A simpler time, when creatures from the darkness didn’t try to eat you
.

She went to check up on the wounded man upstairs. He hadn’t moved from the bed where they had deposited him earlier. He was still dangerously pale, and his eyes opened and closed intermittently, as if he were afraid to fall asleep.

It was a small room, and she guessed it was for one of the family’s children. A teenage boy, from the looks of the
Call of Duty
and gaming posters along the walls. A baseball bat lay among a pile of sports toys in one corner and discarded clothes in another. Tidiness hadn’t been the kid’s modus operandi.

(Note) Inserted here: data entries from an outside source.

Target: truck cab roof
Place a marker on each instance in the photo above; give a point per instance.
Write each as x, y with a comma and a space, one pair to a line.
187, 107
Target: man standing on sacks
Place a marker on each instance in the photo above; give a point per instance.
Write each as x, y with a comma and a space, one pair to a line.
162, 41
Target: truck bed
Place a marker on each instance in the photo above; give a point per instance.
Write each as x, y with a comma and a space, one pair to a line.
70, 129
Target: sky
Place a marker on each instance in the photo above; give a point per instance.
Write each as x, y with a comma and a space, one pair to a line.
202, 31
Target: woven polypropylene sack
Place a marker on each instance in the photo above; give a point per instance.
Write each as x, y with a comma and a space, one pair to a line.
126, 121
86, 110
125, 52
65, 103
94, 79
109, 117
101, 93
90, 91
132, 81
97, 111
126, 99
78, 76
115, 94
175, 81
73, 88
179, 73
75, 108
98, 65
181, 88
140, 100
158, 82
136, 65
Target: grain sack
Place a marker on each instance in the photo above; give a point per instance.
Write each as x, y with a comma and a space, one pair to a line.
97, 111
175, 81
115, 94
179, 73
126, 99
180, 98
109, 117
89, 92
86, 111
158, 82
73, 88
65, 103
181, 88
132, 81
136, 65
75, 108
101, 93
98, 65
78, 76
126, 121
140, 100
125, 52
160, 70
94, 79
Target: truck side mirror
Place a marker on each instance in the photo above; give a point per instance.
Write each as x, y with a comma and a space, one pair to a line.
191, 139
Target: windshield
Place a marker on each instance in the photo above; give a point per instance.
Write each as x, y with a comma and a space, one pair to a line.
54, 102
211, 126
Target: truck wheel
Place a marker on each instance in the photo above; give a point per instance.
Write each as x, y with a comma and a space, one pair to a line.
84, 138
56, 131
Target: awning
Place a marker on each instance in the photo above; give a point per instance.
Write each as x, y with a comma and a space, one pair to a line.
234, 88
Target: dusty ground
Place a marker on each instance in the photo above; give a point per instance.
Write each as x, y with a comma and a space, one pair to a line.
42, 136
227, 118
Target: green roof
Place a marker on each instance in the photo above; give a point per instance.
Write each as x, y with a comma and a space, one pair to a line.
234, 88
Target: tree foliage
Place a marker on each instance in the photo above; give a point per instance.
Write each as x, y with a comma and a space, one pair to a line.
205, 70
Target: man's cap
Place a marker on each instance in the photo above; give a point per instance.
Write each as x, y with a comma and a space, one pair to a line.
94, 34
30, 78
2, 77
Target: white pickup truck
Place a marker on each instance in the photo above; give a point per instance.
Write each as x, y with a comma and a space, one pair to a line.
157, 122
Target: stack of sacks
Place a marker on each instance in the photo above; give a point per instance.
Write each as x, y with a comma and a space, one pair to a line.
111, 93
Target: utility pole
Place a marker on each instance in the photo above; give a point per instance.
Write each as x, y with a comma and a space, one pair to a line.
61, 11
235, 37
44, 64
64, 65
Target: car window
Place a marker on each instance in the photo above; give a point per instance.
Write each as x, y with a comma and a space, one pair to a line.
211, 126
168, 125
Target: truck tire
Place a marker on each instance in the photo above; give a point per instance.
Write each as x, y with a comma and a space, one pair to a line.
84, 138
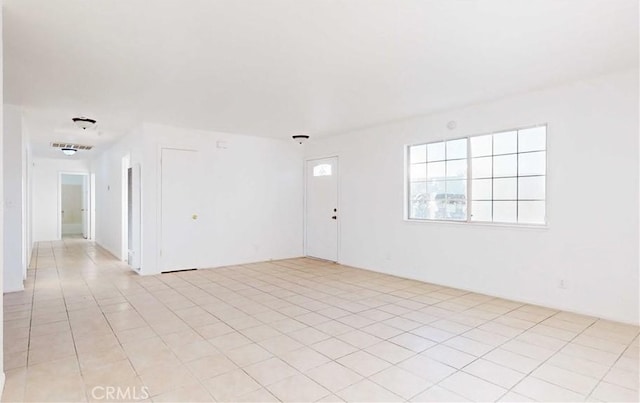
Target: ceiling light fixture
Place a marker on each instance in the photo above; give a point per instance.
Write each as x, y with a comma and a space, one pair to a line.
300, 138
68, 151
84, 123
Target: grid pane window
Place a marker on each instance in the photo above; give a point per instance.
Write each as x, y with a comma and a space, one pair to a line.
518, 176
438, 188
506, 172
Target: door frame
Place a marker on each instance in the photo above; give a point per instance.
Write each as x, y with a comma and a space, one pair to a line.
88, 216
338, 193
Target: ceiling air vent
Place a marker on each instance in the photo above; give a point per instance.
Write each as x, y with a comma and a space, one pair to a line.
71, 145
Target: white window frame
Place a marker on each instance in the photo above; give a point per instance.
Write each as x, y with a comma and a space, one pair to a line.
469, 179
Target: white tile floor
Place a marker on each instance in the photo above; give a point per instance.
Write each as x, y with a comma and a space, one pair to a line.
294, 330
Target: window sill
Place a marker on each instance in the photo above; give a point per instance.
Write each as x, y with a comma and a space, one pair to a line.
481, 224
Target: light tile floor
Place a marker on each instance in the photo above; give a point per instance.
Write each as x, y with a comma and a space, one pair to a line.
293, 330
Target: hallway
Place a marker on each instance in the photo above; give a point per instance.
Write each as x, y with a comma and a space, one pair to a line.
293, 330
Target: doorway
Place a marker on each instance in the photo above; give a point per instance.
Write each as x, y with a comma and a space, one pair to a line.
179, 205
74, 220
321, 211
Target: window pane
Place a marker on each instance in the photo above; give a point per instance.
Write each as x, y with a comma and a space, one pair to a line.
532, 163
418, 154
322, 170
435, 188
481, 190
435, 151
531, 187
533, 139
435, 170
504, 211
481, 211
456, 149
505, 143
531, 212
456, 189
481, 167
505, 165
457, 169
418, 172
481, 146
418, 200
505, 189
456, 209
455, 205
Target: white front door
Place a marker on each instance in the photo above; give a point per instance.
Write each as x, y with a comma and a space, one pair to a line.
180, 201
322, 209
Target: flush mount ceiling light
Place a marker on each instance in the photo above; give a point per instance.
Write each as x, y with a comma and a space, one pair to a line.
300, 138
84, 123
68, 151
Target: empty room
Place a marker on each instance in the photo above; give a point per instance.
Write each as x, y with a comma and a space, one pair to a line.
320, 200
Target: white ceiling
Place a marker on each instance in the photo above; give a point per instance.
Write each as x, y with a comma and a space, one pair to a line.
278, 67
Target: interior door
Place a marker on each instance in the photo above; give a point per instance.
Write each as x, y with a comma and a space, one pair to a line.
180, 198
134, 214
85, 206
322, 209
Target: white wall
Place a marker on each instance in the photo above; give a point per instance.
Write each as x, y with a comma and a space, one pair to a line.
592, 239
2, 376
45, 173
251, 190
13, 152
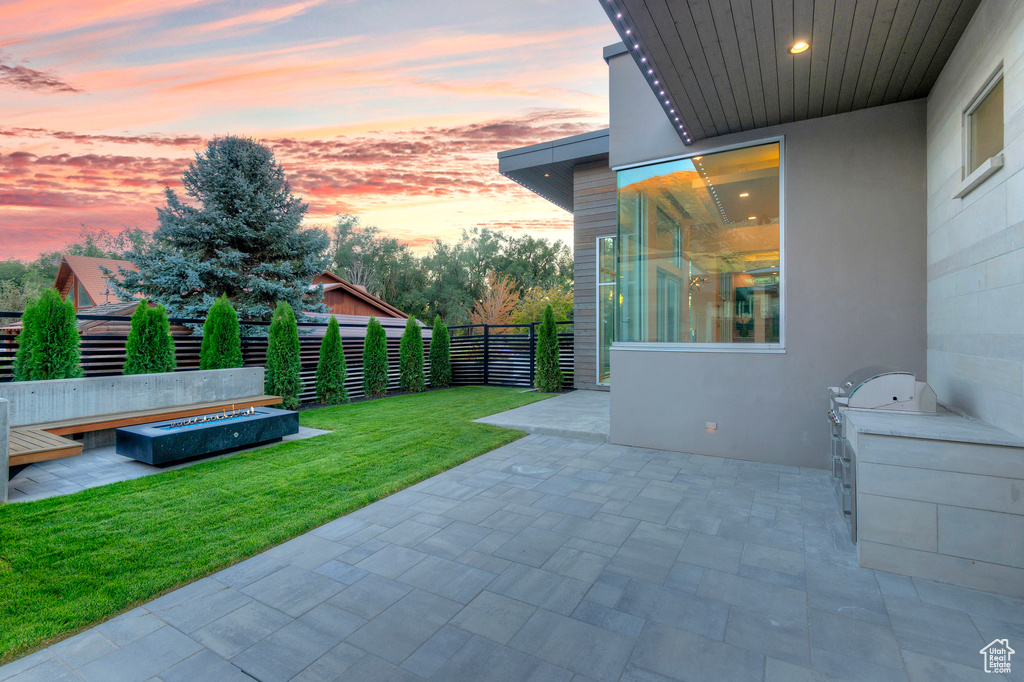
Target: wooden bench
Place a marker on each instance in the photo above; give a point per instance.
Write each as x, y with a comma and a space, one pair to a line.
39, 442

She put her medical bag on a chair close by. Before they had left the facility, she had stocked up on everything she thought she would need for a portable MASH unit. The items in the bag were just a small sampling—her emergency supplies. The rest were in the trucks Will and Danny had hidden inside the garage.

She pulled out a syringe and a bottle of morphine and leaned over the man. “Can you hear me?”

His eyes darted, seeking out her voice. Finally locating her, he managed to nod—or as much as he could.

Yes.

“This is morphine,” she said, showing him the syringe.

His eyes widened in alarm.

“You need this,” Lara said, “or you’re going to die when I pull the bullet out of your shoulder. And it has to come out, you understand?”

Yes.

“Good. Is Sandra your wife?”

No.

“Girlfriend?”

Yes.

“Did someone take her? The same people who shot you?”

Yes.

“How many were there? More than one?”

Yes.

“More than five?”

Yes.

“Do you know where they went?”

No.

“Okay. Enough with the twenty questions for now. You’re going to see Sandra again, but you need to trust me first. Understand?”

He looked uncertainly at her.

“If we’d wanted to kill you, we would’ve left you on the road, don’t you think?”

He paused.

Then:
Yes.

“Don’t fight the morphine. You’ve fought enough, and it’s got you this far. You don’t need to keep fighting. I’ll keep you alive, but you’ll have to let me. And that means taking the morphine and sleeping through the day. Agreed?”

Yes.

“Good.”

She gave him the shot and watched him slowly drift off.

Lara took out a small portable IV bag and looked for a place to put it. She saw a framed picture of a good-looking teenager, about twelve or thirteen, posing in a baseball uniform with one knee on a baseball field, holding the same baseball bat she saw on the floor. Lara removed the photo and looped the IV bag over the hook in the wall, then attached the other end to the man’s arm.

Carly came in while she was getting the man’s shoulder ready to extract the bullet. “You need a hand?”

“If you’re not too busy.”

“I had some shopping on tap, but what the hell, digging a bullet out of some stranger we picked up on the road should be fun, too.”

“You’re all heart.”

As Lara worked on the man, she could hear Will and Danny moving around the house, pulling doors out of hinges and nailing them against windows in the rooms around them. She closed out the sounds of hammering and concentrated on prying the bullet out of the man’s shoulder. It moved grudgingly, but after fighting with it for a couple of minutes, she pulled it free and dropped it onto a plastic plate Carly had brought up from the kitchen.

“Souvenir?” Carly smiled.

“My guess is he’ll want to forget what happened as soon as possible.”

“Did he ever tell you who Sandra was?”

“Girlfriend.”

“Must be true love for him to hold on this long.” Carly tossed the plate into a nearby trash bin. “Ah, romance. It lives, Lara, it lives.”